Creating average genetic samples

Often especially ancient samples have poor quality, although sample number can be reasonable.  I made a simple Linux shell script making an average sample from a sample group, giving possibility to increase sample quality to a reasonable level for analyses based on allele frequencies.  The script reads EIGENSTRAT-format and the result is formed by picking alleles randomly from pooled samples.  Unfortunately Linux shell scripts don't support indexed files and I had to make some compromises to keep run time reasonable.
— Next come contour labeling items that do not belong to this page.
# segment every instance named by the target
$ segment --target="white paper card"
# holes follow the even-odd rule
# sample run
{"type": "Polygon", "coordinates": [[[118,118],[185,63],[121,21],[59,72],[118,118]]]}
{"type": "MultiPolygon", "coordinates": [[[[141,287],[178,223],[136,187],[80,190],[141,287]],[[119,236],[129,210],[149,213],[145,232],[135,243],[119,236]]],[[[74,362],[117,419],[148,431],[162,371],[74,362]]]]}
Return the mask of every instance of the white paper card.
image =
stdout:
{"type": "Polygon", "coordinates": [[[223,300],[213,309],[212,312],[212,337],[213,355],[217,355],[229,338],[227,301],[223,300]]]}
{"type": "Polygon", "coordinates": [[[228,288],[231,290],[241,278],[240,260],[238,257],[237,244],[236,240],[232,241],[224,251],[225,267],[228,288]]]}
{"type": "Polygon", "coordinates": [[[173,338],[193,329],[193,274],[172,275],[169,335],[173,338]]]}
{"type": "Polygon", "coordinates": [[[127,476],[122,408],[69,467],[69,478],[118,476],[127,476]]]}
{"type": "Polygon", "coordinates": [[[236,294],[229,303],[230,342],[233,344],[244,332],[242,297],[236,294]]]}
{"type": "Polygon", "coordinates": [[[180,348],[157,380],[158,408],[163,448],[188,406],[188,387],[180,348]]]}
The result of this script will not work with analyses based on IBD's or principal components, so it is not possible to use it f.ex. as an input file of the popular Eurogenes G25 test, but this should work with all analyses on Dodecad platform.  If someone is not familiar with these semantics it is very possible that the outcome is disappointing.  The script is freely available here.   I forgot, you need also a rs-id file and it is available here.  It should be unzipped to the same directory with the script.   Some results below using available academic samples and based on my own models:

Medieval Nomads

East_Asian 42.4
Uralic 24.5
Siberian 15.9
Northeast_European 6.1
Mediterranean 4.4
East_Scandinavian 3.3
Fennoscandinavian 2.2
AMBIG_European 1.2

Iberian Chalcolithic

Mediterranean 80.4
Northwest_European 15.6
Central_European 2.7
East_Scandinavian 1.4

Hungarian Bronze Age

Mediterranean 86.4
Central_European 11.3
Fennoscandinavian 1.1
East_Scandinavian 1.2

Polish Bronze Age

Northwest_European 39.0
Slavic 37.8
Fennoscandinavian 11.9
Central_European 6.5
East_Scandinavian 3.6
Baltic 1.2

Estonian Iron Age

Baltic 57.1
Slavic 26.1
Fennoscandinavian 11.5
Finnic 2.8
East_Scandinavian 2.2

edit 8.5. 15:30

The script edited so that it will accept also rs-id's in input, the original version accepted only  concatenation id's (chr:location).  Please notice that only hg19/GRCh37 mappings are possible.  New version is available here.